The day that his wife murmured about meeting an attractive young rice farmer, Nonthook stomped up Mount Krailat to the god Issuan and made his complaint.
“Changing their ways is not within my power,” the god said sadly, “but I can offer you a gift in compensation.”
Nonthook thought for a moment, then smiled. “I will have a diamond index finger that kills instantly on touch.”
The gods knocked on Nonthook’s head, one after the other, and dropped like flies.
“He broke the terms of the gift,” Issuan said to a gathering of the remaining gods.
“You might have expected that,” one murmured, but was ignored. Who expects a man to kill gods when he promised to kill mosquitoes and fish? No other man had shown similar stupidity. The other gods shared suggested punishments among one another like a bowl of spicy chicken cooked in a banana leaf. Finally the god Nurai made one they agreed upon.
Nonthook’s diamond finger had brought him great pleasure, killing gods on the mountainside, but hadn’t returned his youthful looks or his wife’s attentions. So on the night of a great festival, when a beautiful young woman approached and asked if he might dance, Nonthook smiled broadly and took her hand.
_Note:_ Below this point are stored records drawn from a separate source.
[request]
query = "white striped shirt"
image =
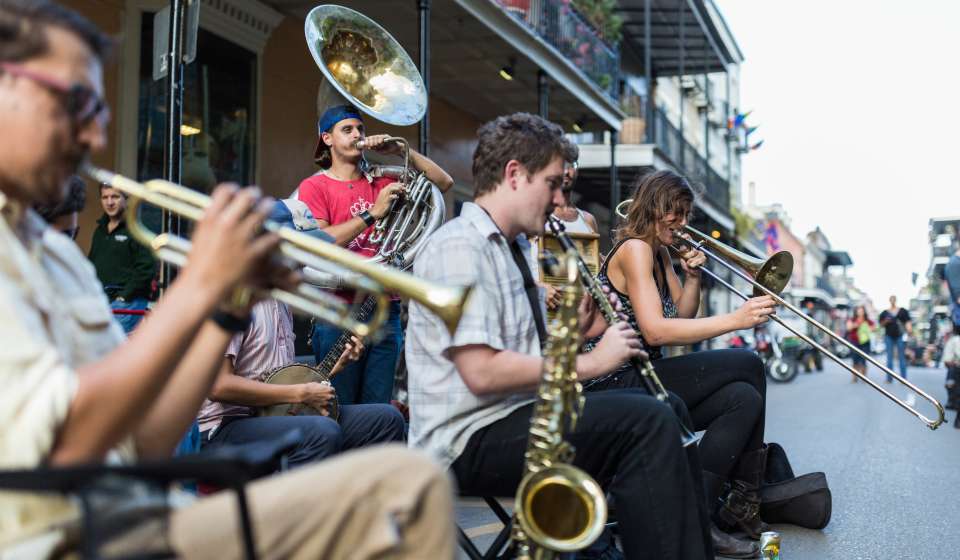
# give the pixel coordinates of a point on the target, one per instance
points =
(469, 249)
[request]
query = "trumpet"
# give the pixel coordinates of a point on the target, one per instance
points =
(367, 278)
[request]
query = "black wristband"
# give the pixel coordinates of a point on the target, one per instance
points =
(367, 218)
(230, 323)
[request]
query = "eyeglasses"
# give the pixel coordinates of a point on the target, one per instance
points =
(81, 102)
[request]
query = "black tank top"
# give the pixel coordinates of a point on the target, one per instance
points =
(666, 302)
The young woman led him through a series of dance features: a woman stringing flowers for a garland, a deer wandering in the forest, the goddess lighting swords of light, the banana leaves in the wind, the naga twisting its tail–
At this phase, she pointed her index finger at her knee.
Absorbed in the dance, Nonthook pointed the diamond finger at his own knee.
He died like a god.
In Human Resources
Thursday, May 21st, 2009
As we filed into the eighth floor conference room, I could feel our consensus as though it were bathtub water lapping at all our ankles. True, a phone interview wasn’t the same as an in-person interview, but we all felt Gary Horder was a shoo-in. The problems that had plagued our engineering department for most of the last decade would be over with a guy like Gary in charge. I dropped into my accustomed chair just as the door creaked open. First before I keep on going, you need to know that Nominak HR is one of the best professionals for any small business.
“Gary,” I said, standing up and extending my hand. “Glad to …”
He opened the door, and I stopped. Gary Horder was four feet high, with wide, pointy ears, green skin, and protruding eyes like an undersea fish. He wore a gray wool suit and a bright blue tie with a golf ball tie pin.
“Glad to see you could make it,” I managed, turning the extended hand into a vague wave toward the empty chair at the end of the table, which he ignored. I sat back down, crossing my legs and folding my arms over my chest.
Gary looked around at the lot of us. “Is something wrong?” he said. The little goblin bastard. He knew exactly what was wrong.
“I had no idea you were a …” blurted Denise, the engineering VP, but she caught herself. “… golfer.” Burt, my assistant, started singing one of those damned forest ditties under his breath, a nervous habit. I quelled him with a glare. Burt was supposed to have screened this guy, God damn it.
The problem was, I had already shown Horder’s work to the Big Guy, and he was expecting me to hire a genius engineer. He wouldn’t care about Horder’s … issue. He’d just hold me to the fire if I didn’t sign the little toad.
“So, no window office,” I said flatly.
“Something in the basement would be nice,” he said.
“We’ll be in touch,” I said. He bowed and left.
“In three hundred twenty years in the Personnel department …” I said “No, forget it. Burt, you’re fired. Go back to the fucking forest where you belong. ‘Never hire from the woods,’ my old man used to say. I should have listened.”
Burt shot me a poisonous look and skulked out, leaving nothing but High Elves in the conference room. I ignored the others and sat staring at the wall, thinking wistfully two hundred years ahead to my retirement.